NPI Deployed at Bangkok Hospital Cardiac Care Unit — Now Serving ECMO Patients
- npionline
- 17 hours ago
- 1 min read
Bangkok Hospital's Cardiac Care Unit (CCU) has expanded its use of the NPI Pressure Re-balancing platform to include ECMO patients — the most clinically complex, movement-restricted cases in the ICU.
The Clinical Challenge
Patients on ECMO (Extracorporeal Membrane Oxygenation) present one of the most difficult scenarios in pressure injury prevention. Connected to life-sustaining equipment through multiple lines and circuits, these patients cannot be repositioned using conventional protocols. Standard 2-hourly turning — the cornerstone of pressure injury prevention — is frequently contraindicated or impossible to perform safely.
What the Nursing Team Reported
Prior to the ECMO expansion, the CCU1 nursing team had already been using NPI on general cardiac ICU patients. Their observation: repositioning intervals were safely extended from every 2 hours to every 4 hours — with zero pressure injuries recorded.
This 50% reduction in manual repositioning burden, combined with zero adverse outcomes, provided the clinical confidence to extend NPI to ECMO cases.
Why This Matters
For ECMO patients, NPI's autonomous Pressure Re-balancing is not simply an enhancement to existing care — it addresses a gap where conventional prevention protocols cannot be safely delivered.

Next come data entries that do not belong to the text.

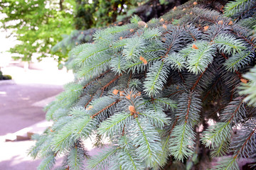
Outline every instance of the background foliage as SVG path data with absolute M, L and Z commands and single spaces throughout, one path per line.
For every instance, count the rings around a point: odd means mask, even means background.
M 239 169 L 242 159 L 255 168 L 255 8 L 192 0 L 96 30 L 69 53 L 74 82 L 46 108 L 53 125 L 34 136 L 38 169 L 62 154 L 60 169 Z M 91 137 L 111 144 L 89 158 Z

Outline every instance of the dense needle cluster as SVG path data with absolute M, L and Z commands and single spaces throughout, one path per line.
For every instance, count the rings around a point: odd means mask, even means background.
M 190 1 L 75 47 L 75 79 L 47 108 L 53 125 L 34 136 L 38 169 L 63 154 L 59 169 L 161 169 L 170 157 L 188 162 L 202 145 L 212 157 L 229 155 L 208 168 L 255 161 L 256 1 L 215 3 L 223 14 Z M 92 136 L 111 146 L 88 158 L 82 141 Z

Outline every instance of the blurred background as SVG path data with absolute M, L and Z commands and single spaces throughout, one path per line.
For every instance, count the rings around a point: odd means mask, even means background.
M 69 51 L 92 42 L 98 29 L 127 23 L 134 15 L 146 22 L 186 1 L 0 1 L 0 169 L 39 164 L 27 156 L 31 136 L 50 125 L 43 108 L 73 80 Z

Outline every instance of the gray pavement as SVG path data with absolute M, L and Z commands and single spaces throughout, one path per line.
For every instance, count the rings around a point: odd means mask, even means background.
M 0 85 L 0 136 L 45 120 L 43 108 L 33 104 L 62 91 L 58 85 Z
M 5 142 L 5 137 L 45 120 L 43 107 L 34 103 L 63 91 L 60 85 L 0 85 L 0 169 L 33 170 L 40 160 L 27 156 L 32 140 Z

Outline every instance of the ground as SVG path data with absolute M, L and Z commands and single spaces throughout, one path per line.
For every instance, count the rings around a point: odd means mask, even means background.
M 0 81 L 0 169 L 36 169 L 41 160 L 27 156 L 34 141 L 5 140 L 9 135 L 45 120 L 43 105 L 63 91 L 62 84 L 72 81 L 72 73 L 58 69 L 25 70 L 15 65 L 1 71 L 11 75 L 14 82 Z

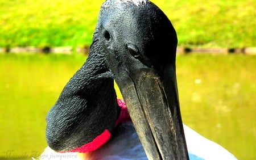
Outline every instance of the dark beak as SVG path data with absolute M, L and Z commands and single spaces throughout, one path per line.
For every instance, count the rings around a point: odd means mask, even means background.
M 126 71 L 117 79 L 149 159 L 188 159 L 177 89 L 175 67 Z

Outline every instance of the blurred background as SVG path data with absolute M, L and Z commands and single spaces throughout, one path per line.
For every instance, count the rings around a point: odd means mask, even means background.
M 0 48 L 89 46 L 104 1 L 1 0 Z M 179 47 L 256 47 L 254 0 L 152 1 Z M 0 53 L 0 159 L 40 155 L 46 115 L 86 58 L 75 50 Z M 184 123 L 239 159 L 255 159 L 256 56 L 178 54 L 176 65 Z

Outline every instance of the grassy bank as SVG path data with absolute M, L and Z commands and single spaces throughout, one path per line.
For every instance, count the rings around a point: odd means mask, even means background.
M 89 45 L 101 1 L 0 1 L 0 47 Z M 246 1 L 152 1 L 179 45 L 256 46 L 256 5 Z
M 40 155 L 46 114 L 85 59 L 0 54 L 0 159 Z M 239 159 L 256 158 L 255 61 L 244 55 L 177 57 L 184 122 Z

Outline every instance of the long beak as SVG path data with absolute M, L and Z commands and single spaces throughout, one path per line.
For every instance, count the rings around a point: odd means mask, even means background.
M 148 68 L 127 71 L 125 83 L 117 81 L 149 159 L 188 159 L 175 69 L 170 66 L 162 75 Z

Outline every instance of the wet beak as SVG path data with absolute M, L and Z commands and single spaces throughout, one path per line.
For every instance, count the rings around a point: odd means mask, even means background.
M 149 159 L 188 159 L 175 69 L 162 75 L 151 69 L 127 73 L 117 82 Z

The system continuously monitors interface pressure via an IoT sensor array and autonomously redistributes pressure across high-risk zones including the sacrum, heels, and occiput — without requiring staff intervention.
Next Steps
Famme Works and the Bangkok Hospital CCU1 team have initiated a structured 6-month evaluation covering clinical outcomes, operational impact, and cost-effectiveness, with a formal review milestone in October 2026.